Ostapenko won the last nine points of the set and 12 of the final 13. That dominant stretch came after an uneven start, when the two traded four breaks in the first five games. The Latvian had six break points in the opening game before finally converting, then immediately lost her serve at love as Cibulkova matched her unbridled power.
The second set began in similar fashion. Ostapenko again needed little time to break, slamming a ball back at Cibulkova’s feet and forcing the Slovak to knock the ensuing shot into the net, to go up 2-1. She immediately lost serve again, but then broke on a second consecutive occasion and never relinquished that edge.
Ostapenko held at love to close within one game of the semifinals, then came within two points of the match on Cibulkova’s serve before closing out the victory with another love hold.
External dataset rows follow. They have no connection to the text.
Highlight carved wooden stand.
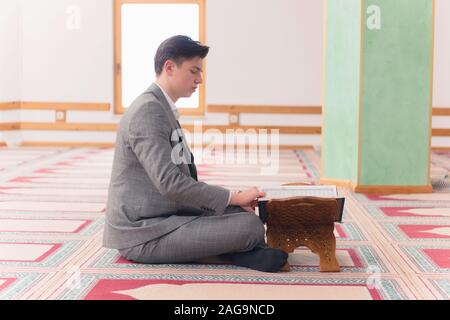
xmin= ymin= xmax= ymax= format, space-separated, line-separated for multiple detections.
xmin=266 ymin=196 xmax=340 ymax=272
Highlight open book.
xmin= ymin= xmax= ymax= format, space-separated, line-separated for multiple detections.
xmin=257 ymin=185 xmax=345 ymax=223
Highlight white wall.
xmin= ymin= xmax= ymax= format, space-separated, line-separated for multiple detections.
xmin=0 ymin=0 xmax=21 ymax=102
xmin=433 ymin=0 xmax=450 ymax=108
xmin=14 ymin=0 xmax=449 ymax=108
xmin=206 ymin=0 xmax=323 ymax=105
xmin=1 ymin=0 xmax=450 ymax=147
xmin=21 ymin=0 xmax=113 ymax=105
xmin=430 ymin=0 xmax=450 ymax=148
xmin=0 ymin=0 xmax=21 ymax=144
xmin=18 ymin=0 xmax=323 ymax=107
xmin=3 ymin=0 xmax=326 ymax=145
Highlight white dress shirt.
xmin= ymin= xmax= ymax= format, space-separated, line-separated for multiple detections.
xmin=155 ymin=83 xmax=180 ymax=120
She controlled a pair of short rallies before fittingly finishing with a pair of solid groundstrokes, winning her 10th straight set at Wimbledon as she remains unblemished through five matches.
Now a round further than her previous career-best from a year ago, Ostapenko will seek her second grand slam final against the two-time major champion Kerber, who lost a compelling Wimbledon final two years ago against Serena Williams. It will be the first meeting between the top two seeds remaining in the draw.